К Косте надо было сворачивать налево, а ему – направо. "И это хорошо", мелькнуло у него. Он издалека увидел дом с балконами, узнал его, он его представлял по адресу, да знал этот район!.. Перебежал двор, у самого подъезда перегородила дорогу сверкнувшая темно-красная машина – "жигули"-фургон. "Успел, не уехали!" – как ударило его.
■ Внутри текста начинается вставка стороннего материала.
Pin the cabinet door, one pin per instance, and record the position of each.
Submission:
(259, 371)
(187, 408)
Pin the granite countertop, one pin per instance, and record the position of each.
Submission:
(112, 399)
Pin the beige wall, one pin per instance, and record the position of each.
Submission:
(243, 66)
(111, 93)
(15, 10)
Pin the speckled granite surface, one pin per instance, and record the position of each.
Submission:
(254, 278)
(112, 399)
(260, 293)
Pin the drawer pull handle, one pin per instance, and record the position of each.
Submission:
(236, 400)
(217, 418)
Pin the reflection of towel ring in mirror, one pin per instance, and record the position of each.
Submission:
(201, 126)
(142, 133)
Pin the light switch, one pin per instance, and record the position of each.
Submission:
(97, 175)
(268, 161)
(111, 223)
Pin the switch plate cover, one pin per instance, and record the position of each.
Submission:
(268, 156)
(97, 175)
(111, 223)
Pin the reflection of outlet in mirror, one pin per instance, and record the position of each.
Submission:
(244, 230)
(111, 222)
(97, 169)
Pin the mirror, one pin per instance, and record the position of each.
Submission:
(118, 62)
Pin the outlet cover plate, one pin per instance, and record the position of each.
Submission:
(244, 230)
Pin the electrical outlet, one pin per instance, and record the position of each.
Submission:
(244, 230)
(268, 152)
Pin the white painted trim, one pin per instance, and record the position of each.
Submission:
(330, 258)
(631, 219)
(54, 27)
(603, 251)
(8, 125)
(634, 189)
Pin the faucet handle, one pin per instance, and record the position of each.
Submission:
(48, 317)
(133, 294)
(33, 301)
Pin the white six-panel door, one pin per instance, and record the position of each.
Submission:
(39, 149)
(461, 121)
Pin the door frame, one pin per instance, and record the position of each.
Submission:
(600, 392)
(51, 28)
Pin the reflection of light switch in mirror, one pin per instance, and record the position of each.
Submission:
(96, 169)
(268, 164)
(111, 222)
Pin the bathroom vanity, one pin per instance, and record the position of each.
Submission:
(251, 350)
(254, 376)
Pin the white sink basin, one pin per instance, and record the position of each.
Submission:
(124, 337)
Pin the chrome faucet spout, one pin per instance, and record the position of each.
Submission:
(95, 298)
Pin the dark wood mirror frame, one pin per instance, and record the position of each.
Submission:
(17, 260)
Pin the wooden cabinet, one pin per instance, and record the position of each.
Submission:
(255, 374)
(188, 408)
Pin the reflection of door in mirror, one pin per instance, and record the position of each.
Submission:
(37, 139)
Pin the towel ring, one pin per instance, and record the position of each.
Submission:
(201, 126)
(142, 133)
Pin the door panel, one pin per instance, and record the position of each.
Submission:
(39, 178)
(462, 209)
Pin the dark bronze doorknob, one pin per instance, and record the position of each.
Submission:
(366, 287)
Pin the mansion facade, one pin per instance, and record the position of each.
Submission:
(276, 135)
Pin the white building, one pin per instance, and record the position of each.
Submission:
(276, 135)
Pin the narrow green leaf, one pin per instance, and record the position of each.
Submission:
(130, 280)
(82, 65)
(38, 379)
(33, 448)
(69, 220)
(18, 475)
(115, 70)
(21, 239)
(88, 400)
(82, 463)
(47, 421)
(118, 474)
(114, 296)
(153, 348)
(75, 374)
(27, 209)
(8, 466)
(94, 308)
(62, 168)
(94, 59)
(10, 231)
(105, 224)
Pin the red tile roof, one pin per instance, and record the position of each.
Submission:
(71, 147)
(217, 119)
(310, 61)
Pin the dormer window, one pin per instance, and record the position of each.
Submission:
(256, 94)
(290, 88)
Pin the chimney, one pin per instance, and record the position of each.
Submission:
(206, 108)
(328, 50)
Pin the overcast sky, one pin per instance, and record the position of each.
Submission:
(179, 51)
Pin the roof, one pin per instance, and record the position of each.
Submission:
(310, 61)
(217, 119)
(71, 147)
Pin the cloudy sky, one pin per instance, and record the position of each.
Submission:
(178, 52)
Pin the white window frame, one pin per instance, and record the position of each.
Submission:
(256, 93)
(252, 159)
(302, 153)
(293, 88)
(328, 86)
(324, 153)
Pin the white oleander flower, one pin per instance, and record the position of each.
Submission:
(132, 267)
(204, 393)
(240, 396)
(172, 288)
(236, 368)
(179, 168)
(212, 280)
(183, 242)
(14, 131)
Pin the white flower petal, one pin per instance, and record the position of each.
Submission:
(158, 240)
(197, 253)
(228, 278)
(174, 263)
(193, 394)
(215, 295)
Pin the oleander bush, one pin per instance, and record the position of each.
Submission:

Он вбежал в подъезд, глянул номер на первом этаже, про себя просчитал этажи и махнул мимо лифта на пятый этаж: "Еще застряну, – вдруг со страхом подумал он, – так-то ненадежней." Он позвонил задыхаясь, сердце стучало, в пальто было жарко, да и больную руку повернул неловко, опершись о перила. Ему показалось, долго не открывали. Он позвонил еще раз, не отпуская кнопки, потом ударил кулаком – дверь медленно внутрь отворилась, пропуская его.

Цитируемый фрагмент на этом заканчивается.